Emergency checks are being made worldwide for “suspect components” in the tail of the widely flown latest or NG models of the Boeing 737 but the checks won’t hold up anyone flying in more than 100 of the jets in service with Qantas and Virgin Blue.

Only seven of the 41 Qantas 737s that are subject to the order will, for example, need to be checked within 12 days and this will take place during normal ground time.

The drama so far is administrative, except for the experience of 146 passengers on a comparatively new Ryanair 737-800, which began to shake violently after taking off from Eindhoven, in the Netherlands, for Madrid on March 2 and made an urgent landing at Brussels instead.

Following  that incident Boeing issued a service bulletin last Friday requiring 737 NG series operators to perform a series of checks and maintenance procedures on parts of the horizontal stabiliser, housed in the stubby wings near the tail of the jet.

But within hours of that bulletin being issued, it was reviewed by the US Federal Aviation Agency and replaced with an “emergency airworthiness directive” aimed a detecting and correcting “an unsafe condition that is likely to exist or develop on other airplanes of this same type design”.

The FAA said it had identified a failure path that could destroy the elevator or horizontal stabiliser, which keeps the nose of the jet from pitching up or down uncontrollably and could thus cause a crash.

The FAA’s action compels airlines to complete the checks and any remedial action according to deadlines that cannot be deferred, and also compels them to inform Boeing of their findings and actions so that the extent of the problem with the suspect components can be fully understood.

Qantas and Virgin Blue will have 12-30 days to comply and report in many instances, depending on the age of the jets and whether they are flown longer distances over water, and what work might have recently been performed on them to normal maintenance requirements.

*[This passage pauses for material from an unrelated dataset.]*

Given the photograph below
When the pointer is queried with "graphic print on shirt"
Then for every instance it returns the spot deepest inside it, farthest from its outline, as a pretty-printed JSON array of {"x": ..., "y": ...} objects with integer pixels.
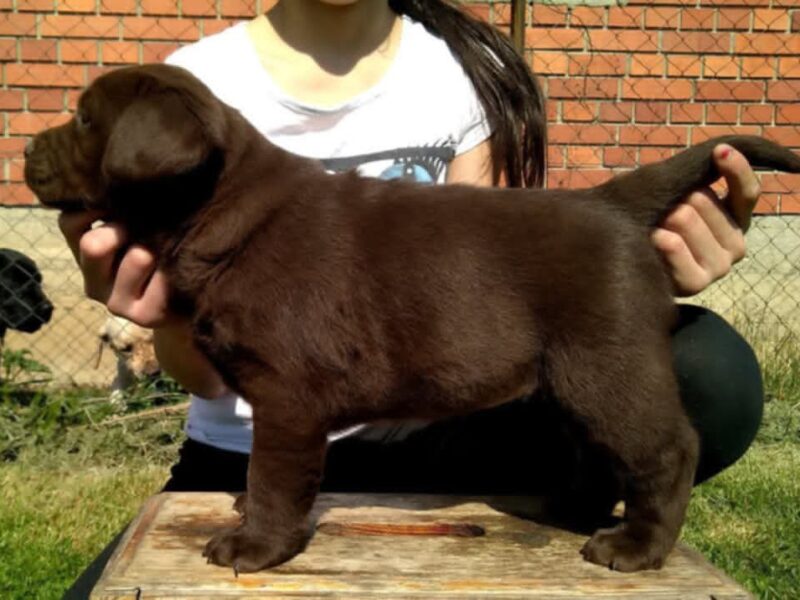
[{"x": 423, "y": 164}]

There is, however, a history of elevator issues with older model 737s, which are now only rarely seen in Australia. When the obsolete 737-200 model was in service with Oz Jet, two of its charter flights experienced horizontal stabiliser failures and “flutter” leading to emergency landings.

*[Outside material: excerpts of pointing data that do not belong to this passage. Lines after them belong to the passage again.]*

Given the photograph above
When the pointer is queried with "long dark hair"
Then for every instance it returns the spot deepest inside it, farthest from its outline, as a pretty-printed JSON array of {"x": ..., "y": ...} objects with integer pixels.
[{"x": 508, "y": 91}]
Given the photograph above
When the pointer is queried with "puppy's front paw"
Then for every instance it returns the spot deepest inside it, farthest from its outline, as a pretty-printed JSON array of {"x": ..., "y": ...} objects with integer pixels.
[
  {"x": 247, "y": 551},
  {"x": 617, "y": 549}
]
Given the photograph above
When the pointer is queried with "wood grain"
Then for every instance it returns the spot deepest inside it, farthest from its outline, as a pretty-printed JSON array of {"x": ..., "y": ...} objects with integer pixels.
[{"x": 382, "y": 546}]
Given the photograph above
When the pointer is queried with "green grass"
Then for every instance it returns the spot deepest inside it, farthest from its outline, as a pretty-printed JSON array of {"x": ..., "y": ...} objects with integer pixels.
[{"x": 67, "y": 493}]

Compliance with airworthiness directives has not been a strong point in Australian operations at the highest level in recent years.

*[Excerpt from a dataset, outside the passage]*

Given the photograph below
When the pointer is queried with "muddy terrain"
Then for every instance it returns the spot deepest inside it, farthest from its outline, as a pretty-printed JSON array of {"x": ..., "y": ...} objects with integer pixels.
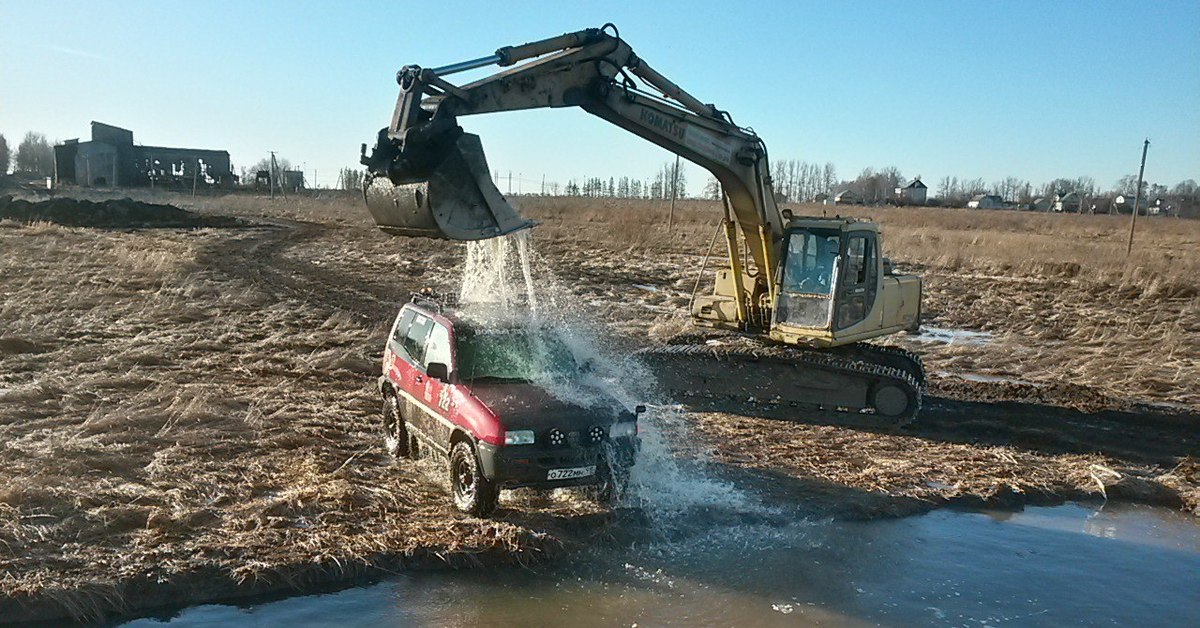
[{"x": 187, "y": 413}]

In 2008 CASA denied any responsibility for ensuring such compliance following the discovery that Qantas had failed to complete an AD for repairs to some of its Boeing 737-400s for five years. However, before Easter 2001 it threatened to ground Ansett completely over its failure to apply an AD to its aged Boeing 767-200s, and before Christmas  2000 it was involved in the holiday grounding of the same fleet for Ansett’s failure to comply with a different aged airframe inspection AD.